I need to have full text search on all this column and order by relevance where top_title need to be more important then title etc.

so i have 2 question which are the same, what is the best way of making an index for this and how to format the query to best support this index?

index options: I can create combined full text index on all of this column or create separate index for each of this column

which is the prefered way? option 1:

SELECT
  title,
  MATCH (top_title) AGAINST ('text' IN BOOLEAN MODE) as toptitle_score,
  MATCH (title) AGAINST ('text' IN BOOLEAN MODE) as title_score,
  MATCH (sub_text) AGAINST ('text' IN BOOLEAN MODE) as sub_text_score,
FROM
  `posts`
WHERE
  MATCH (top_title,title , sub_text ) AGAINST ('text' IN BOOLEAN MODE)
  and `posts`.`deleted_at` IS NULL
  AND `published_at` IS NOT NULL
Order by toptitle_score desc, 
Order by title_score desc , 
Order by subtext_score desc

option 2:

SELECT
  title,
  MATCH (top_title) AGAINST ('text' IN BOOLEAN MODE) as toptitle_score,
  MATCH (title) AGAINST ('text' IN BOOLEAN MODE) as title_score,
  MATCH (sub_text) AGAINST ('text' IN BOOLEAN MODE) as sub_text_score,
FROM
  `posts`
WHERE
  (MATCH (top_title) AGAINST ('text' IN BOOLEAN MODE)
  or MATCH (title) AGAINST ('text' IN BOOLEAN MODE)
  or MATCH (sub_text) AGAINST ('text' IN BOOLEAN MODE))
  and `posts`.`deleted_at` IS NULL
  AND `published_at` IS NOT NULL
Order by toptitle_score desc, 
Order by title_score desc , 
Order by subtext_score desc

option 3:

is there some smarter way?

Solution

  • Option 1 is good. It needs 4 FT indexes (one per column, plus one with all 3 columns). Don't repeat ORDER BY:

    ORDER BY toptitle_score DESC , 
             title_score    DESC , 
             subtext_score  DESC
    

    Option 2 is not a viable contender. It needs only 3 indexes (not much savings) but is a lot slower due to OR.

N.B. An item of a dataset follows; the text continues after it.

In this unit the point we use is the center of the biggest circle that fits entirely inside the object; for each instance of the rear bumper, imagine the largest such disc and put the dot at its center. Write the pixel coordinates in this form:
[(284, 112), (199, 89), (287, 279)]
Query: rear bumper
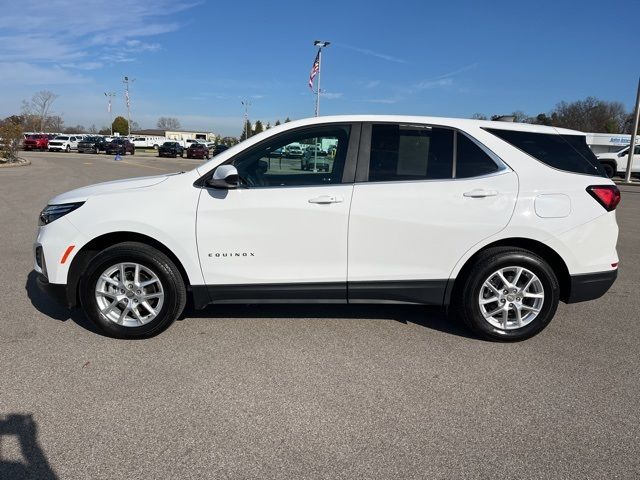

    Option 3... (Option 1, as fixed, plus...)

    The ORDER BY you are using is probably "wrong" for what you want. For example, it will shove to the end of the list any rows without text in toptitle. Perhaps you want some "weighted" version:

    ORDER BY
       9 * top_title_score  +
       3 * title_score      +
       1 * sub_text_score  DESC
    

    (The 9,3,1 are rather arbitrary. It says that if 'text' shows up more than 3 times in title, that is more important than showing up once in top_title -- or something like that.)